My husband and I (both US citizens) are planning/hoping to move to Germany in the next few years. He is self employed and conducts most of his work online. His biggest client is actually based in the US, but it would be mutually beneficial for both him and this client if he were to relocate to Germany to be closer to some of their larger customers. His salary will be roughly 60,000 euros give or take. This will be our only income because I am a teacher here in the US, so my qualifications will mean little to nothing in Germany.

My questions are:

1. Would he qualify for an employment visa as self employed even though he technically is not required to physically be in Germany to conduct his work? 

2. Will the authorities see his salary as sufficient means to support ourselves? 

3. Will I be able to move with him by applying for a family reunion visa?
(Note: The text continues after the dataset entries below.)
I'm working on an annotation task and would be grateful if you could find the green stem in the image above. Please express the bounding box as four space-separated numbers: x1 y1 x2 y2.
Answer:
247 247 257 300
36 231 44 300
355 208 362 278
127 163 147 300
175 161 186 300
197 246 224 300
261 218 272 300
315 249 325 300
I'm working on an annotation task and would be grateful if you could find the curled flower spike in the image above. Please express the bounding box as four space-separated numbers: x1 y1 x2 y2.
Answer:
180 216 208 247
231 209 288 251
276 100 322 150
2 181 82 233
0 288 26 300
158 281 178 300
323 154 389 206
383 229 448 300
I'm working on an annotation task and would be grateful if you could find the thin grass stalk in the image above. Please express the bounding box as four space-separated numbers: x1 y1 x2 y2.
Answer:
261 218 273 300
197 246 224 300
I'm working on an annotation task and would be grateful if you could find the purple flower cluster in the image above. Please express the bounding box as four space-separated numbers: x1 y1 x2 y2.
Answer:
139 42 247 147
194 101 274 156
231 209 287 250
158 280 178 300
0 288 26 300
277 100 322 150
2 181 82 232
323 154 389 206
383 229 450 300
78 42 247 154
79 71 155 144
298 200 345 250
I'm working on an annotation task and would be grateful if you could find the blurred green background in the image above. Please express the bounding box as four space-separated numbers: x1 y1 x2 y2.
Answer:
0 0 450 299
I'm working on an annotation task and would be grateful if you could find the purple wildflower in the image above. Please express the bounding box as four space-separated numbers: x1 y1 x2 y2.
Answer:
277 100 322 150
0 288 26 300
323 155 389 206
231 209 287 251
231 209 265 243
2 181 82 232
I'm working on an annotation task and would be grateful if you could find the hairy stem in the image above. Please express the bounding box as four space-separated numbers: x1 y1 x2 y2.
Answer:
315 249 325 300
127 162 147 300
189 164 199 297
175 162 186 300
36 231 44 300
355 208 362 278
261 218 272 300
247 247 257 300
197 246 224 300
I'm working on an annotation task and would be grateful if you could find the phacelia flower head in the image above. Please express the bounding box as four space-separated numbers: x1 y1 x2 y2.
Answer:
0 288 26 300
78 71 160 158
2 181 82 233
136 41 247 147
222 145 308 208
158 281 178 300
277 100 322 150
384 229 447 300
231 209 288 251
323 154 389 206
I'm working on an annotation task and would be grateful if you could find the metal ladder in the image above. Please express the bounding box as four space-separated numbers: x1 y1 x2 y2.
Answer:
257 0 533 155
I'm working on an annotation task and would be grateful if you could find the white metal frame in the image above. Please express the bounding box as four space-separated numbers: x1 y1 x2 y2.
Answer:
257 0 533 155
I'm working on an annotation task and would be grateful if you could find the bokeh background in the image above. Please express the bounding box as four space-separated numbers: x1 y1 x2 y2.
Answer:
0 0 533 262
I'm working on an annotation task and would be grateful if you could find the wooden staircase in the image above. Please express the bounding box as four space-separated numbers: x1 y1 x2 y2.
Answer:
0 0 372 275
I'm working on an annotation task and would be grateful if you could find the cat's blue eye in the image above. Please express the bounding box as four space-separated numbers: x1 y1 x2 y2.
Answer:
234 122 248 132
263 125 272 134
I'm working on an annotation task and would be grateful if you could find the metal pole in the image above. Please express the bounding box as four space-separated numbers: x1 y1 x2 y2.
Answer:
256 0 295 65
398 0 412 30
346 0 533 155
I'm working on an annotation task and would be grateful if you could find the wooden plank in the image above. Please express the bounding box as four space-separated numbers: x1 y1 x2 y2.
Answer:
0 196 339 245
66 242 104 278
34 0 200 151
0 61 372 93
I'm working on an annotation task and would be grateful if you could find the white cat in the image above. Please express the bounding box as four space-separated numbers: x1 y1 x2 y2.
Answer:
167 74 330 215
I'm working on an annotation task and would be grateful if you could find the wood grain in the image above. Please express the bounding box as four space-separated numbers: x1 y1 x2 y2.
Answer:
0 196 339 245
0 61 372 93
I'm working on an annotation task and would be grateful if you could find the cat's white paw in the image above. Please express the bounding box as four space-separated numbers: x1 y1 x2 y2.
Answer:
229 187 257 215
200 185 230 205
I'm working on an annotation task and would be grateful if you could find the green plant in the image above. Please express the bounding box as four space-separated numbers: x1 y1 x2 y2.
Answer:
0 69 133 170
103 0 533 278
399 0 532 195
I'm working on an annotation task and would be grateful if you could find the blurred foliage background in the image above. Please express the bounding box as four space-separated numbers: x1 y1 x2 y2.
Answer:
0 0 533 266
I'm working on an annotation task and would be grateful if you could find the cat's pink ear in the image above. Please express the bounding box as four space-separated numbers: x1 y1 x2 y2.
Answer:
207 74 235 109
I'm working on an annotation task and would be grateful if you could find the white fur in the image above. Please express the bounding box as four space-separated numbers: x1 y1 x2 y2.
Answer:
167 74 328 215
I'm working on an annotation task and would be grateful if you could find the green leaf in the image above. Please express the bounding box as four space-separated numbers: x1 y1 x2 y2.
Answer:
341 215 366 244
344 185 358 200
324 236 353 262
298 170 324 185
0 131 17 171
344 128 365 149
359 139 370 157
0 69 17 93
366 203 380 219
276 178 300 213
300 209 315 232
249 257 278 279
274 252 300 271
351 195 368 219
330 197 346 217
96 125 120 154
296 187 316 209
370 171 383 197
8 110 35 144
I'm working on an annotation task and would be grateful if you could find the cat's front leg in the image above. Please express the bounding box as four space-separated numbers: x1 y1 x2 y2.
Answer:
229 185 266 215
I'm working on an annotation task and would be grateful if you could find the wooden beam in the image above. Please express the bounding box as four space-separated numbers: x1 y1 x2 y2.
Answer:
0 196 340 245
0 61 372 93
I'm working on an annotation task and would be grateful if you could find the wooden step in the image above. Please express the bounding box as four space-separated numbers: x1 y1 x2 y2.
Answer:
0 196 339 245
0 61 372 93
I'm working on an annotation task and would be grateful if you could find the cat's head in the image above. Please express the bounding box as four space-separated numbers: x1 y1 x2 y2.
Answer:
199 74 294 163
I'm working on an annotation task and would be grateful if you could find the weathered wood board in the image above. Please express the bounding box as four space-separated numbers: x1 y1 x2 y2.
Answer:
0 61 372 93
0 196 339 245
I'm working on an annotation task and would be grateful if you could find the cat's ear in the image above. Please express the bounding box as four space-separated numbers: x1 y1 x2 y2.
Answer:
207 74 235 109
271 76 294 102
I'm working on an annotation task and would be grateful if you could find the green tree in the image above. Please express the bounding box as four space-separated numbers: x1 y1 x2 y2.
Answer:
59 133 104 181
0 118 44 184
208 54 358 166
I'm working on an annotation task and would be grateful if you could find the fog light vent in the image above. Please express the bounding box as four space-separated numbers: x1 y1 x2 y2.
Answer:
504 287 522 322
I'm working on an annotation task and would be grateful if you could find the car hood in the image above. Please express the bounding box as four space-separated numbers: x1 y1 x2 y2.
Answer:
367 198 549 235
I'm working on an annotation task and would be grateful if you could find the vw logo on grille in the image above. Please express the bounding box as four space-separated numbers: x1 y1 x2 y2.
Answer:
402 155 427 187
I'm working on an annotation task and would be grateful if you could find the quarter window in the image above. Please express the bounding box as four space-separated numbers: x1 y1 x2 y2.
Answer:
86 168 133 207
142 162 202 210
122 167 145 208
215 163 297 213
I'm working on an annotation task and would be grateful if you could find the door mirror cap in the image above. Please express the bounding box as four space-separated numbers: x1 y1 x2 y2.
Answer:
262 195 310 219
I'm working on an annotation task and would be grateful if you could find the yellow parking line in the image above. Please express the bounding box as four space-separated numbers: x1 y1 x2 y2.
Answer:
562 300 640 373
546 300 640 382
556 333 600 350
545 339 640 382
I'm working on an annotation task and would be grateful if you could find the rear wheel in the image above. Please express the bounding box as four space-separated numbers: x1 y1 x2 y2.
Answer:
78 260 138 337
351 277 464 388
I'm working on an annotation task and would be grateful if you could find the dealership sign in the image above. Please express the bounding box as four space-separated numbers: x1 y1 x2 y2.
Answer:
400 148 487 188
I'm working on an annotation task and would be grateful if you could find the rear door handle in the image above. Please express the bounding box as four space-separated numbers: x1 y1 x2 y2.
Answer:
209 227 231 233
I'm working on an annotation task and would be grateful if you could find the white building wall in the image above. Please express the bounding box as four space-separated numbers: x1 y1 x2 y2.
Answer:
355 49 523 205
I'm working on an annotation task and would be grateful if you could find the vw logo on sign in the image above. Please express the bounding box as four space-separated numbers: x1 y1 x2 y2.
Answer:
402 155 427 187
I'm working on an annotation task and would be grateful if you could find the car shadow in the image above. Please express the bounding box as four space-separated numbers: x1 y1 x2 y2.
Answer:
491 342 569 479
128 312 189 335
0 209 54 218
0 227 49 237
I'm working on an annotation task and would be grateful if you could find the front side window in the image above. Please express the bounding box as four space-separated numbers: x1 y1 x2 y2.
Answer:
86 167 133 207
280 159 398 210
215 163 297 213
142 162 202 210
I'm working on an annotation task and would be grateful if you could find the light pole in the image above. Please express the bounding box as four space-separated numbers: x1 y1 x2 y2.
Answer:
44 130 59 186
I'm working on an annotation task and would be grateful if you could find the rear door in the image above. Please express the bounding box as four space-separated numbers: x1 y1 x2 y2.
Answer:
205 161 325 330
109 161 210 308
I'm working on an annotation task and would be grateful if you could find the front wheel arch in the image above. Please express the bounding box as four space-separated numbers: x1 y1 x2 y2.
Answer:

Do I need to wait until his employment visa is granted before I apply? 

Any insight would be greatly appreciated. I have heard that it can be difficult to be granted a visa through our local consulate, so I want to make sure I have a solid understanding before we begin the application process.

Thank you so much for your help.


----------



## Nononymous (Jul 12, 2011)

I think your odds are quite good. Being US citizens, you don't need to go to the consulate to apply for visas beforehand, you can just show up in Germany, register your address, then within 90 days of arrival get yourself off to the Ausländerbehörde (foreigners' office) to request a residence permit. You would apply for the permit together, no need for a separate family reunion thing.

Various thoughts:

The situation you describe is reasonable for a freelancer visa, because it involved working with German customers of a US client, so there is some reason to be physically located in the country (as opposed to purely working online for an American employer). I don't think it would be difficult to make that case.

60k euro would be enough to get you a residence permit. It's maybe not much for two in the middle of Munich but more than sufficient if you're somewhere with a lower cost of living.

You will need to have your own health insurance, presumably private if your husband is self-employed. Do some research, this is not cheap, though probably better than in the US.

Unless you're planning on this being a short 6-12 month sabbatical, your husband will need to set up as a freelancer and figure out how to pay German taxes. He'd be well advised to hire a Steuerberater (tax accountant).

You might have some possibilities for work teaching at a private or international school. Worth looking into if you're interested. Otherwise, depending on how much German you both speak and where you are located, life can be very isolating, with one person working online and the other not working at all.


----------



## laurahtx (Jul 28, 2017)

Thank you so much for providing all of this information! We will definitely be following your advice about hiring a tax accountant.

One more question:

We are planning on traveling to Munich in November and would like to scope out a few neighborhoods while we are there. What neighborhoods around Munich would you suggest? We will be renting out our house in the US and will use that money to pay our rent in Germany. We'd like to spend less than $3000 per month and have a yard for our dogs. We will not have a car, so easy access to public transportation and a location that is within walking distance of shops and restaurants are our priorities. I know that (clearly) this is something that we will need to decide for ourselves, but it would be nice to have a recommendation for where to start.


----------



## Nononymous (Jul 12, 2011)

I don't know Munich all that well, sorry. Probably best to do some in-person scouting and talking to rental agents etc. about what is and isn't possible.


----------